Lamey was suspended in July and it was announced this week that his contract had been terminated. He has held the post for just over a year, with a reported salary of over £200k for the position.
At the time, it was claimed that he had mistreated his staff.
In a statement, the company said: “The SLC expects to see the highest standards of management and leadership and these were not upheld by Mr Lamey in his time.”
The decision was made in conjunction with the Department of Education.
Lamey is the third chief executive who is departing the company after misconduct. In 2013, the chief executive left after it was revealed that he would be paid through a private company; and in 2010 another executive left after the company failed to make payments to thousands of students.
Recently, the Student Loans Company has been plagued with stories about inefficient bureaucracy and poor customer service, including graduates over paying their debts by a collective £50m, the company tripling the interest rate on one student’s loans and repeated complaints about intrusive questions and demands.
One student said “the problem is the SLC isn’t regulated like any other company providing personal loans.
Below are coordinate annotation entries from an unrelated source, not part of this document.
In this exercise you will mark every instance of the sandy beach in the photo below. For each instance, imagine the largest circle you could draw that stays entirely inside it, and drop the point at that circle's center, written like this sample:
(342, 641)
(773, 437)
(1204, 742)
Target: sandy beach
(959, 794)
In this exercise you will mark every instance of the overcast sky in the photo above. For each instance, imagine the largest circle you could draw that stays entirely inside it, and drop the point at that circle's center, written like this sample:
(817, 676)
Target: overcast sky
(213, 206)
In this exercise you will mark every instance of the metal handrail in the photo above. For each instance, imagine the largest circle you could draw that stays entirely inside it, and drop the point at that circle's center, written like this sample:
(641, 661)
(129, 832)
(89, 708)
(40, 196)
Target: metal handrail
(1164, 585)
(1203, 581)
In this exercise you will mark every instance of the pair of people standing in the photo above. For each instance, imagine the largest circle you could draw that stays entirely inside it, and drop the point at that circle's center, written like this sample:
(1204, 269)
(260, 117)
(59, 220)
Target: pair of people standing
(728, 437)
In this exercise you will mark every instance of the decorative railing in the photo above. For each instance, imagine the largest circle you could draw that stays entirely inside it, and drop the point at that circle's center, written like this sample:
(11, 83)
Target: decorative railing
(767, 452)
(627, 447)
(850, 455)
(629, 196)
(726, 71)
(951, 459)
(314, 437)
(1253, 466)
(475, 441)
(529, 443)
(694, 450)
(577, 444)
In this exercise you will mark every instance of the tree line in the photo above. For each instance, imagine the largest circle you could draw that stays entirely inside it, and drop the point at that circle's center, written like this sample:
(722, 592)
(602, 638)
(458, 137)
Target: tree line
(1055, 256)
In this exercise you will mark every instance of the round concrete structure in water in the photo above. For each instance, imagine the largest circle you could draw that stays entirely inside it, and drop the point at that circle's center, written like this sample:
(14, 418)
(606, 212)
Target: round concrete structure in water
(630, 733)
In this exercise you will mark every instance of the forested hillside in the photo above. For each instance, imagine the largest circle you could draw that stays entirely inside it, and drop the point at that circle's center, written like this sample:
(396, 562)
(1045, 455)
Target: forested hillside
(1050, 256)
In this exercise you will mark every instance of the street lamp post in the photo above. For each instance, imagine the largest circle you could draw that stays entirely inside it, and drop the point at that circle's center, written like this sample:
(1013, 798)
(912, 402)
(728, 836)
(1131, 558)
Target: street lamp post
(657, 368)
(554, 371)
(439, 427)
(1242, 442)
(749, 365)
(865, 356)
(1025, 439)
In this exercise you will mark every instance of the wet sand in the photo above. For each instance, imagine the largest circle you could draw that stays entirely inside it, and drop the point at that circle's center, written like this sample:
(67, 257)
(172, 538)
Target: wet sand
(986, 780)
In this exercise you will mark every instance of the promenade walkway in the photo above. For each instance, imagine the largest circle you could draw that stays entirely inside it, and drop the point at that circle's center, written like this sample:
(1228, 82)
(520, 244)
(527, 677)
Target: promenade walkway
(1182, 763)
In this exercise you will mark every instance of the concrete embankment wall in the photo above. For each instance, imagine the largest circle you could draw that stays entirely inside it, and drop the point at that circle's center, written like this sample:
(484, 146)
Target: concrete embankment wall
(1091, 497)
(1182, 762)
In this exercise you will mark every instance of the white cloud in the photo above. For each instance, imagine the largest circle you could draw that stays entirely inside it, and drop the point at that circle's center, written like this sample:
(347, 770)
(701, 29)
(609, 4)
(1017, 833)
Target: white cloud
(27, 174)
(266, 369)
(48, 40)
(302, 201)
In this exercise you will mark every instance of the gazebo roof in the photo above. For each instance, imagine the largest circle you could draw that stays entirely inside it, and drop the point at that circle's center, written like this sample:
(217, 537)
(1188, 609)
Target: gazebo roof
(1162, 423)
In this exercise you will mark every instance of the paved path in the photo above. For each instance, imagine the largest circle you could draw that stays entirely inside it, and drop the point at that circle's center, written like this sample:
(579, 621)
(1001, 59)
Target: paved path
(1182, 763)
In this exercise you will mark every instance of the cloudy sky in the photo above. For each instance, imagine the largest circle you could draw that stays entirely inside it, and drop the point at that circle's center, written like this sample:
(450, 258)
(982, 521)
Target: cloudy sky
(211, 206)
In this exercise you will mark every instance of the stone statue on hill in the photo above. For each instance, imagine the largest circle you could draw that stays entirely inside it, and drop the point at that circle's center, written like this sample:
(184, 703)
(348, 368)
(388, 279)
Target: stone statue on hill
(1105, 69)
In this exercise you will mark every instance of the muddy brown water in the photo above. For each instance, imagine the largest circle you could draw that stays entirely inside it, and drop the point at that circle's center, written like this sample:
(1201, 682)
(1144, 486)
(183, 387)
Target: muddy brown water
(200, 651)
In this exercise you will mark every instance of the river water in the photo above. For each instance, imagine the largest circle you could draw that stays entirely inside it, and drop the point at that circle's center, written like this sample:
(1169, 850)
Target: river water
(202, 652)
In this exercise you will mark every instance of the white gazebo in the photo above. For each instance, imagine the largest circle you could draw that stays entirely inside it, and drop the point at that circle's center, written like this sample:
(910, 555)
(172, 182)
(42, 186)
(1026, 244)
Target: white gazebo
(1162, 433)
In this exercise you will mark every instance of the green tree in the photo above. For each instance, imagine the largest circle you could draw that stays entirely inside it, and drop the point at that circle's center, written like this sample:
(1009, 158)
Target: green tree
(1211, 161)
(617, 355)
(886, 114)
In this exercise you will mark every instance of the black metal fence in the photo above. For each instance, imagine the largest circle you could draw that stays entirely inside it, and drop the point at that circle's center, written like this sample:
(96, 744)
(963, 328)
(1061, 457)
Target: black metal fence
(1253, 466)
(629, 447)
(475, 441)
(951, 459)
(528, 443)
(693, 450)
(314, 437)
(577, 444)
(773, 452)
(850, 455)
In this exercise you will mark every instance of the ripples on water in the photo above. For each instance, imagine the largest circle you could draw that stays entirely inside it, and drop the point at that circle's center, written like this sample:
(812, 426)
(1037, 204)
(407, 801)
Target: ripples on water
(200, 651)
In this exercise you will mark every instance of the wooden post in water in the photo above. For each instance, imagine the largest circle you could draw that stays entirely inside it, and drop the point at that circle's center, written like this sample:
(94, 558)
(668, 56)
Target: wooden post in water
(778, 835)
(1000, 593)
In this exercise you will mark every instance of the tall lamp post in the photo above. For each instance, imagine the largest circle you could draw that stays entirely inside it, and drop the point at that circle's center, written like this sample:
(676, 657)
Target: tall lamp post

They are able to fundamentally change the rules: payback thresholds, interest rates, going abroad – whatever they fancy.”
Another said: “The government froze the threshold for repayment and hiked the interest rate retroactively, and, despite there being talk of a legal challenge, none has materialised. It appears that in this country, contract law means nothing if your contract is with a government-owned company.”
The sacking of Lamey comes with rumours of a shake-up within the company, which may include the headquarters being moved from its current headquarters in Glasgow.